Retração do PIB pode chegar a 8%

Diante das incertezas geradas pelo COVID-19, a construção de cenários econômicos depende de três importantes fatores: a gestão da crise sanitária, as estratégias de desconfinamento e o ambiente econômico global. Para debater o tema, o Observatório Econômico da Câmara de Comércio França-Brasil (CCIFB-SP) reuniu os especialistas Octávio de Barros, vice-presidente da CCIFB-SP, Vladimir do Vale, do Crédit Agricole, e Gustavo Arruda, do BNP Paribas, durante Live, no dia 14 de maio.

Para Barros, o Brasil será um dos países do G-20 a ter maior dificuldade em sair da crise. Ele entende que quanto menos radical o isolamento social maior a demora na recuperação econômica. Brasil possivelmente chegará ao segundo ou terceiro maior número de mortes por coronavírus depois dos Estados Unidos e Reino Unido simultaneamente a uma forte recessão. O economista ressaltou que, diante do avanço da pandemia, da depreciação do Real em torno de 32% frente ao dólar esse ano (o dobro da depreciação média do conjunto dos emergentes) e das tensões políticas, a retração do PIB pode até mesmo superar os 8% mesmo com inflação e juros baixos. Para ele, 2021 será marcado por uma retomada tímida com crescimento da ordem de 3% a 4%. Entre os setores que serão menos afetados destacou: agronegócio, logística, financeiro, telecomunicações, plataformas de e-commerce, telemedicina, educação à distância entre outros. Os mais afetados estão nos setores de hospitalidade, lazer, restaurantes, turismo etc.

Para Vladimir Vale, a contração da economia será bastante severa, mas o economista ressaltou alguns pontos que podem favorecer a economia brasileira. As medidas de contenção da epidemia foram um pouco mais suaves em comparação com o que ocorreu na Europa e em boa parte dos EUA, o que pode fazer com que o impacto nesse momento mais agudo da crise seja menor. Vale considera também que a maioria das grandes empresas, que acessam o mercado de capitais, têm condições de sobreviver à crise.

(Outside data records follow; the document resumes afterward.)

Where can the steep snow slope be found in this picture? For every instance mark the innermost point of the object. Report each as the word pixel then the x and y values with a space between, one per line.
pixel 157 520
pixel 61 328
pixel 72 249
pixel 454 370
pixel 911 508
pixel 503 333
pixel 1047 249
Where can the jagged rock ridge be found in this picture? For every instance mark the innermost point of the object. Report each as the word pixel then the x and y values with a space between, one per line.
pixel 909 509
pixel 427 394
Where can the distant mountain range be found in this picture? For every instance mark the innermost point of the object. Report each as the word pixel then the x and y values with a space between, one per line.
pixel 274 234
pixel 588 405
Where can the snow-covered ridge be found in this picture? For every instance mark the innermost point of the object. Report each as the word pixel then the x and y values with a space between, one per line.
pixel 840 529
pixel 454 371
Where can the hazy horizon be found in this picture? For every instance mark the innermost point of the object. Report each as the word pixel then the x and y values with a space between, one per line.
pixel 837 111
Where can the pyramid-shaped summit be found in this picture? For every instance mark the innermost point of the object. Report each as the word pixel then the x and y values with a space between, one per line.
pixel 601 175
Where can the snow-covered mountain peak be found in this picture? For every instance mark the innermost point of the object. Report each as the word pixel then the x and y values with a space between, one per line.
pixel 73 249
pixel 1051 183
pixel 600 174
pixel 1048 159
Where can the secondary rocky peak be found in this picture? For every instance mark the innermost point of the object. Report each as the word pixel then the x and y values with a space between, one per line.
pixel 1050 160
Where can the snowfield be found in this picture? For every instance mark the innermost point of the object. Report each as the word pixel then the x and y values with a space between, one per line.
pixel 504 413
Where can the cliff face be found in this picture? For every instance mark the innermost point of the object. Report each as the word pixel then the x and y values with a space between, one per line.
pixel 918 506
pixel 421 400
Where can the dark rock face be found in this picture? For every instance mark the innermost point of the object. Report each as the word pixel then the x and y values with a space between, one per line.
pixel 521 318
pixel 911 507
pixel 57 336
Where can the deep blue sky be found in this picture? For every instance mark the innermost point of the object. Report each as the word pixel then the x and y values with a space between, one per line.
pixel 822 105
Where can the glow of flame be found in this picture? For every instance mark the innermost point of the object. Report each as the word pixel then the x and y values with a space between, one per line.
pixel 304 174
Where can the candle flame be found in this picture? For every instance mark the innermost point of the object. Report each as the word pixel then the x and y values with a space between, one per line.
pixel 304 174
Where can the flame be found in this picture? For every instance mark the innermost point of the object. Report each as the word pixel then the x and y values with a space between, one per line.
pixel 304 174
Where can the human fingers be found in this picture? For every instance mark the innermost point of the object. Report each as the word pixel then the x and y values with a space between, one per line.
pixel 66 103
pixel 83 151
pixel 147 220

Outro aspecto positivo destacado foi a avaliação de que não há no momento risco bancário sistêmico.

Já o economista Gustavo Arruda destacou que a intensa recessão trará diversas consequências para emprego, inflação e fiscal. Depois da longa recessão de 2015 e 2016, a frágil recuperação desde então torna a situação da economia Brasileira particularmente sensível nessa crise. Nesse cenário, o PIB pode contrair ao redor de 7%, levando o desemprego a atingir novas máximas, enquanto a inflação deve permanecer abaixo da meta do Banco central. Com preços controlados, as políticas monetária e fiscal puderam entrar em campo. No lado fiscal, será importante também equilibrar o risco de solvência. De um lado, são necessárias medidas para auxiliar famílias e empresas a atravessar a crise; por outro, não pode haver exagero nos incentivos, sob o risco de causar uma crise fiscal no período pós pandemia.